Chapter
12
Botany- the study of plants
One reason the study of botany is so important to man is because all the
food eaten by man comes directly or indirectly from green plants.
About 2/3 of the food we eat comes directly from plants and 1/3 comes
from animals which eat plants.
Ways plants are beneficial:
1) Provide most of man's food
2) Release O2 needed by man and animals.
3) Plants are raw materials for many manufactured goods (paper, gum, wax, cloth, alcohol)
4) Plants are a source of beauty.
Misconceptions regarding plants:
1. All green things are plants.
May be algae, protozoan, bacteria, or fungus.
2. All plants are green.
Some have other pigments, which mask the chlorophyll.
3. All plants are autotrophic.
Some plants are heterotrophic (mistletoe, dodder, Indian
pipes; see page 289)
Divided into 9 phyla (often called “divisions”) (see pages 655-657) based on the presence or absence of vascular tissue (specialized structures that conduct H2O and dissolved materials in a plant)and seeds.
A.
Non-vascular plants
Phylum Bryophyta- plants without vascular tissues
Examples: mosses & similar plants such as liverworts & hornworts
B.
Vascular plants without seeds
Contains 4 phyla: (see page 293)
Phylum Psilophyta (whiskferns)
wiskferns: rare and unusual plants which lack true roots and
leaves
Phylum Lycophyta (Ground pines)
club mosses (also called "ground pine" because they grow along
the ground in temperate regions)
Phylum Sphenophyta (Horsetails)
horsetails: all but one group have become extinct
the epidermis contains a glasslike substance
(silica) which feels very rough to the touch.

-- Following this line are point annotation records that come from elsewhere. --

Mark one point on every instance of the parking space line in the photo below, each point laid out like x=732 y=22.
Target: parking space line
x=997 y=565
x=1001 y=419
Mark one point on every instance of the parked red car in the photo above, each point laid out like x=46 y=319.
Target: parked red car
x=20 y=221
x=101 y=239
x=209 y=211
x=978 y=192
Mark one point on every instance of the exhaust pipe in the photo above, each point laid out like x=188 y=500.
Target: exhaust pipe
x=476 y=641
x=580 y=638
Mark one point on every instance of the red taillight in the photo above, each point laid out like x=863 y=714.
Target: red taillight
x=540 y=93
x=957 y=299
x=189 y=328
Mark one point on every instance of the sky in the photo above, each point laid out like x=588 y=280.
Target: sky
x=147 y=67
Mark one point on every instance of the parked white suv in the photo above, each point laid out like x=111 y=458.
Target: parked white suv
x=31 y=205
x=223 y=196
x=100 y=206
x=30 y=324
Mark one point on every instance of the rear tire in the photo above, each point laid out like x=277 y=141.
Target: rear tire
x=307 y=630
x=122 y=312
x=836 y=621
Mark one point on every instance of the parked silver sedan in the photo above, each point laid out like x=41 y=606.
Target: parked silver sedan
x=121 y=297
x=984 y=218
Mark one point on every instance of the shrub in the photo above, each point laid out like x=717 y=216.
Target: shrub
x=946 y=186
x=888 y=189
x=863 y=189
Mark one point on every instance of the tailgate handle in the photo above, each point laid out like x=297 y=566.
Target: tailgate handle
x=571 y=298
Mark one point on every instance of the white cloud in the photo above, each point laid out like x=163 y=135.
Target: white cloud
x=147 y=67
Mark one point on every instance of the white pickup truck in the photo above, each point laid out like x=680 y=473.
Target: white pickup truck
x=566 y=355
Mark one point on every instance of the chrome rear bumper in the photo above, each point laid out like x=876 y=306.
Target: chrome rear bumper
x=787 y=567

Called "scouring rushes" - used for scouring pots
and pans before scouring powder and pads were known.
Phylum Pterophyta (Ferns)
C.
Vascular plants with seeds
Contains 4 phyla: Phylum Coniferophyta (cone-bearing plants)
Phylum Cycadophyta (mostly extinct; cycads)
Phylum Ginkgophyta (Ginkgo)
Phylum Anthophyta (angiosperms)
Class Mondoctyledoneae
Class Dicotyledoneae
PHYLUM BRYOPHYTA
Non-Vascular Plants
The Mosses and Similar plants
Bryophyta means "mosslike plant"
appears as a thick, velvety green carpet on moist rocks, trees, and ground made up of individual moss plants (2 types see pg. 290)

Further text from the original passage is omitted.